The sandbox executes a Directive snippet inside a bounded worker_threads process and returns what happened: captured console.log output, the post-settle() facts snapshot, derivation values, and any errors. It's the engine behind two surfaces – the run_in_sandbox MCP tool and the playground's live transcript panel – and it's available as a standalone npm package for anyone building their own playground, CI gate, or teaching tool.

Why a sandbox

LLMs and humans both generate Directive code. The natural next question is "does it actually work?" Without an execution layer, the answer is "probably; run it locally and see." The sandbox closes that loop:

Agent-side – the MCP tool returns the transcript so the AI can self-correct based on observed behavior rather than just static lint output.
Web-side – the playground's Run button hits the sandbox and renders the same transcript inline, so a user can iterate from edits in the StackBlitz embed without leaving the page.
CI-side – a docs site that wants to verify every example actually settles can run them all through the sandbox in a single pass.

What the sandbox isn't: a general-purpose code runner. It's tuned for Directive – it knows how to read facts via $store.toObject(), how to walk system.derive, how to wait through settle(). It refuses imports outside the @directive-run/* allowlist by design.

API

Install:

pnpm add @directive-run/sandbox

The package has esbuild and ts-morph as optional dependencies; install them too if your runtime doesn't already vendor them.

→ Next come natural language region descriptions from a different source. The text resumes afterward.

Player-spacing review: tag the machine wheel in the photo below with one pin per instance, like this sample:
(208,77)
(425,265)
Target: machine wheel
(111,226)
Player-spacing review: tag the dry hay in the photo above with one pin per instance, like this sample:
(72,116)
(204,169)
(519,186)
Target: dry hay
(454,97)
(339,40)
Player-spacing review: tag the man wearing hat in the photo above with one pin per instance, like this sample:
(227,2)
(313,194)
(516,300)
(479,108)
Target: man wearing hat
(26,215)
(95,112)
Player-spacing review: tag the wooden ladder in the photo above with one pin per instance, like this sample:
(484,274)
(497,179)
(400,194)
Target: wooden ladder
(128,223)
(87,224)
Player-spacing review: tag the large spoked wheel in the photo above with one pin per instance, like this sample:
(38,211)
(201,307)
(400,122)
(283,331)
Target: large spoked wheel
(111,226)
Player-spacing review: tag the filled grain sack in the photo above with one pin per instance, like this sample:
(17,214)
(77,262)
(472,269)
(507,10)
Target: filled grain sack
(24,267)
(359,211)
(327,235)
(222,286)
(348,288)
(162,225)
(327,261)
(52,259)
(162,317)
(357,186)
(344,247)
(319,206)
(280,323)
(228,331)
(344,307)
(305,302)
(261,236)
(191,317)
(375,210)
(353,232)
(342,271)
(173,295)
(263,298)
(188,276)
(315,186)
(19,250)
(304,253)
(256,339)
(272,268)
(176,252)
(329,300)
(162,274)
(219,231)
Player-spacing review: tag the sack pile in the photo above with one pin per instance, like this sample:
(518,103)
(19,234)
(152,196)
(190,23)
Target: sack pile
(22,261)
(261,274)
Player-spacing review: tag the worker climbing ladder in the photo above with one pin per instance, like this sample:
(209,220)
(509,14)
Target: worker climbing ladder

The single entry point is runInSandbox:

import { runInSandbox } from "@directive-run/sandbox";

const result = await runInSandbox({
  files: [
    { path: "src/counter.ts", source: moduleSource },
    { path: "src/main.ts", source: runnerSource },
  ],
  timeoutMs: 5000,
});

console.log(result.logs);     // ["[log] [start] count= 0", "[log] [settled] count= 2"]
console.log(result.facts);    // { count: 2 }
console.log(result.derived);  // { isPositive: true }
console.log(result.errors);   // []

The response shape:

interface SandboxResult {
  logs: string[];                       // captured console.log/warn/error lines
  facts: Record<string, unknown>;       // system.facts.$store.toObject() snapshot
  derived: Record<string, unknown>;     // system.derive[key] snapshot per declared key
  errors: string[];                     // structured error messages
  durationMs: number;
  timedOut: boolean;
}

For already-runnable snippets (the kind get_example or fix_code returns), pass { source: "..." } instead and the package maps it onto src/main.ts internally.

Sandbox boundary

Three defensive layers, in order:

AST allowlist validator (powered by ts-morph). Pre-flights every file before the bundler:
- Imports must match the @directive-run/* curated set – core, ai, query, react, vue, svelte, solid, lit, el, optimistic, timeline, mutator, knowledge, scaffold, claude-plugin, lint, sources – or a relative ./*.js path inside the payload. Anything else (node:fs, express, @sizls/*) is rejected. The canonical, drift-proof list is ALLOWED_DIRECTIVE_PACKAGES in packages/sandbox/src/validator.ts.
- @directive-run/{cli,mcp,sandbox,vite-plugin-api-proxy} are explicitly denied. They're build / CLI / sandbox-meta tooling with no legitimate use inside a sandboxed demo.
- Free identifier references to process, require, fetch, Buffer, eval, setTimeout, etc. are denied.
- Property-access bypass chains are rejected too (v0.3.0+): globalThis.process, globalThis.fetch, globalThis["X"] bracket syntax, .constructor access on any value, Function(...) calls, Reflect.get(globalThis, …) smuggle. These were the holes that an earlier "skip property-key positions" rule unintentionally opened up; an adversarial security review traced the chains and v0.3.0 closes them.
esbuild bundler with absolute-path rewriting. The payload is virtualized into a single ESM string with @directive-run/* imports rewritten to absolute file:// URLs of the host's resolved node_modules paths. The worker can then import the bundle from /tmp without needing a node_modules chain above it – which means Vercel, AWS Lambda, Cloud Run, and similar read-only-FS deploy targets all work.
worker_threads.Worker with resourceLimits. 32 MB heap, 16 MB code, clamped wall-clock budget of [100ms, 10s] (default 5s). The worker is hard-terminated on overrun via worker.terminate() – no cooperative cancellation needed. The host writes the bundle to a fresh tmp directory per call and cleans up in finally, so leaked workers can't accumulate disk.
Outbound fetch wrapper. The worker patches globalThis.fetch before importing the bundle. The wrapper blocks loopback (127.0.0.0/8, ::1, localhost), link-local (169.254.0.0/16 – includes the AWS/GCP/Azure IMDS endpoint at .169.254), RFC-1918 private (10/8, 172.16-31/12, 192.168/16), multicast, IPv4-mapped IPv6 in literal AND hex form, and non-HTTP(S) protocols. The user's snippet can't call fetch (validator blocks it as a free identifier and as globalThis.fetch access), but @directive-run/query's internal fetch calls run inside the package's module body and the validator never sees them – the wrapper is the only place that can intercept.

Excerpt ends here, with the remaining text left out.